The revenue has only just started to show up in Microsoft’s financial results. Generative A.I. accounted for about three percentage points of growth to Azure in the three months that ended in September, and the $30-a-month offering inside Microsoft’s productivity software began a general release only in November.
(The New York Times has sued OpenAI and Microsoft, accusing them of copyright infringement.)
This isn’t the first time that Microsoft has pulled ahead of Apple in recent years. It did so in 2018, as its cloud-computing business began to flourish, and in 2021, when the pandemic disrupted Apple’s iPhone operations. But this change could be more indicative of a fundamental shift in the tech industry.
“The question is: Who has the better mouse trap to go to the next level of $3.5 trillion?” said Dan Morgan, portfolio manager and analyst at Synovus Trust, a bank in the Southeast. “You can make the case that Microsoft is in the better position. Apple has been struggling for the next big thing.”
The iPhone, which debuted in 2007, catapulted Apple to the top of the stock market. Between 2009 and 2015, the company went from selling 20 million iPhones a year to more than 200 million.
When device sales slowed in recent years, Tim Cook, Apple’s chief executive, shifted the company’s focus from selling more iPhones to selling people more apps and services on their existing iPhones. The strategy helped Apple’s annual revenue soar to $383 billion, a nearly fourfold increase from the end of 2011, the year that Steve Jobs, Apple’s co-founder, died.
Mr. Cook’s strategy has shown signs of fatigue. The iPhone, which accounts for more than half of Apple’s revenue, has become known more for its incremental improvements each year than its noteworthy innovations. Purchases of iPads and Macs have declined. And the sales growth of its services such as Apple Music are slowing.
Last year, the company’s sales fell for four consecutive quarters. But shares of Apple still rose around 50 percent last year, and investors lifted its market value to nearly $3 trillion because of their belief that demand for the iPhone would continue.
Wall Street analysts have predicted that this year’s iPhone sales will be weak. The company is facing challenges in China, where Huawei has released a new phone and the government is restricting the use of foreign smartphones.
While Microsoft and others have been building new generative A.I. businesses, Apple has been absent from the conversation. During a call with analysts last year, Mr. Cook said Apple had work “going on” connected to A.I., but he declined to elaborate.

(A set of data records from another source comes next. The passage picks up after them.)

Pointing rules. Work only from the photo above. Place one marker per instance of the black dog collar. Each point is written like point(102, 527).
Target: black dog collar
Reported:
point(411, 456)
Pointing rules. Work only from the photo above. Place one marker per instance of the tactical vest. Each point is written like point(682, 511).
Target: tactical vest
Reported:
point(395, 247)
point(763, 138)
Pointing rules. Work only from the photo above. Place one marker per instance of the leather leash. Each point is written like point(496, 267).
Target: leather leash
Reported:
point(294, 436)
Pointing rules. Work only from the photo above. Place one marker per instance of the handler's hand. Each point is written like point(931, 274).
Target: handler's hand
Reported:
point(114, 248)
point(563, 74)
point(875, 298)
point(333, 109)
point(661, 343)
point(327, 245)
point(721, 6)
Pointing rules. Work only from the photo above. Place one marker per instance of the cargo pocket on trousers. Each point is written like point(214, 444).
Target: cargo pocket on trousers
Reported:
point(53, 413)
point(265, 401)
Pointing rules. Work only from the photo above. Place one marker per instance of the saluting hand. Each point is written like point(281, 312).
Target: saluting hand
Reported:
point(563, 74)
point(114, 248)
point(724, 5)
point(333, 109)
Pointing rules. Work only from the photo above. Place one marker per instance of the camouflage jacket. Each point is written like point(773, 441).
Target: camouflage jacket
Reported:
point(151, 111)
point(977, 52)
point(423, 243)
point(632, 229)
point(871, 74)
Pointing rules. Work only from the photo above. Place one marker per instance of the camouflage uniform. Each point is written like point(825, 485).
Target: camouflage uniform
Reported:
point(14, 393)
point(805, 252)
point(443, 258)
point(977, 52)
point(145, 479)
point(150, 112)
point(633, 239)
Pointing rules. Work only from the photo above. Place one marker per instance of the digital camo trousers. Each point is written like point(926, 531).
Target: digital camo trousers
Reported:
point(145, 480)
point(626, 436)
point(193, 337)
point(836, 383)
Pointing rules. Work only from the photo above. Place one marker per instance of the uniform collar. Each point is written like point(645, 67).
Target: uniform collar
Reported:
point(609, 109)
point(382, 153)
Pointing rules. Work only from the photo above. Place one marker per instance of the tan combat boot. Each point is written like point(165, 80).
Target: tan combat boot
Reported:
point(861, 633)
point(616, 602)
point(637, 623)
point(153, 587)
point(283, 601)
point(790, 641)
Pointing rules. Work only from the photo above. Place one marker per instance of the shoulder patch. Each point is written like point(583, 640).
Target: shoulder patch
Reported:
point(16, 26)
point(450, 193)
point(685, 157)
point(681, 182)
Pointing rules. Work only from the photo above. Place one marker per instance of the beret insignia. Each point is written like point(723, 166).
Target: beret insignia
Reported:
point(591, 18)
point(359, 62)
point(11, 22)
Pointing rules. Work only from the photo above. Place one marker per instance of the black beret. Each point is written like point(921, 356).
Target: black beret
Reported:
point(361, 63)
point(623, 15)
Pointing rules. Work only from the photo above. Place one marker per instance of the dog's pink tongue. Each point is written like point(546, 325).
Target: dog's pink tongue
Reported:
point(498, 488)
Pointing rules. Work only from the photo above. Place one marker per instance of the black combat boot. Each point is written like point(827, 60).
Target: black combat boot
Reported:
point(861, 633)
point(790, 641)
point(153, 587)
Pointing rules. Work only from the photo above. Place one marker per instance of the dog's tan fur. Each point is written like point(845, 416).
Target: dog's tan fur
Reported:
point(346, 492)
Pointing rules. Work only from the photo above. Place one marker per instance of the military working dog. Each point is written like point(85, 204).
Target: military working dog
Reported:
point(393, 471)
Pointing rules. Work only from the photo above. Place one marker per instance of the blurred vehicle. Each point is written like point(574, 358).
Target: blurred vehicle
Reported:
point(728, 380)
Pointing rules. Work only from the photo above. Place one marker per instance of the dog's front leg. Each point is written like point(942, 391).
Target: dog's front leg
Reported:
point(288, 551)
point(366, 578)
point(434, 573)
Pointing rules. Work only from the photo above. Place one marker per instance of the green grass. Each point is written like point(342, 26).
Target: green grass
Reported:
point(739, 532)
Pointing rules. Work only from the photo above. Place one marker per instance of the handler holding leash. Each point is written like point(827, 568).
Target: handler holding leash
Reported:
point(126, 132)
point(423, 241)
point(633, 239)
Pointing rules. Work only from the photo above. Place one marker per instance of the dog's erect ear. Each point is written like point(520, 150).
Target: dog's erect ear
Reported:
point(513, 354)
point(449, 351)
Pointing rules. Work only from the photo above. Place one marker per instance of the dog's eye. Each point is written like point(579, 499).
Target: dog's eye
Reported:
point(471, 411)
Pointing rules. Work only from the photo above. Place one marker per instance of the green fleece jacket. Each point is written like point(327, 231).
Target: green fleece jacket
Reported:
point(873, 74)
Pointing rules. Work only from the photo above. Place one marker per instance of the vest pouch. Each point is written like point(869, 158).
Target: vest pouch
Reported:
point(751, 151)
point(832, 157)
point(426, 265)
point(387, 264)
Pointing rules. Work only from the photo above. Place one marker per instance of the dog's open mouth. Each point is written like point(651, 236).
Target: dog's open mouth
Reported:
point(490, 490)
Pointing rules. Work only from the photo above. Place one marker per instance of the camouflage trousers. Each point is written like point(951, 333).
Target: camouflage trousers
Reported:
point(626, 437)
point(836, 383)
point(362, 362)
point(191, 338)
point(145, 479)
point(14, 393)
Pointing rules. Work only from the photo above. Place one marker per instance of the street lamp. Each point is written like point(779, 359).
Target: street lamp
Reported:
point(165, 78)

Last year, Apple engineers were testing a large language model, which can power a chatbot, The Times reported. The company has also held discussions with publishers about acquiring material to train generative A.I. systems. But it has yet to release anything publicly.
“Apple needs to take note that if they want to maintain their spot as one of the most innovative tech companies, they have to get behind A.I. in a big way,” said Gene Munster, managing partner at Deepwater Asset Management.
Apple has been focused on the release of an augmented reality headset, the Vision Pro. The device, which will ship Feb. 2, is the first major new product category that the company has released since the Apple Watch in 2014. Analysts project Apple will sell fewer than half a million units.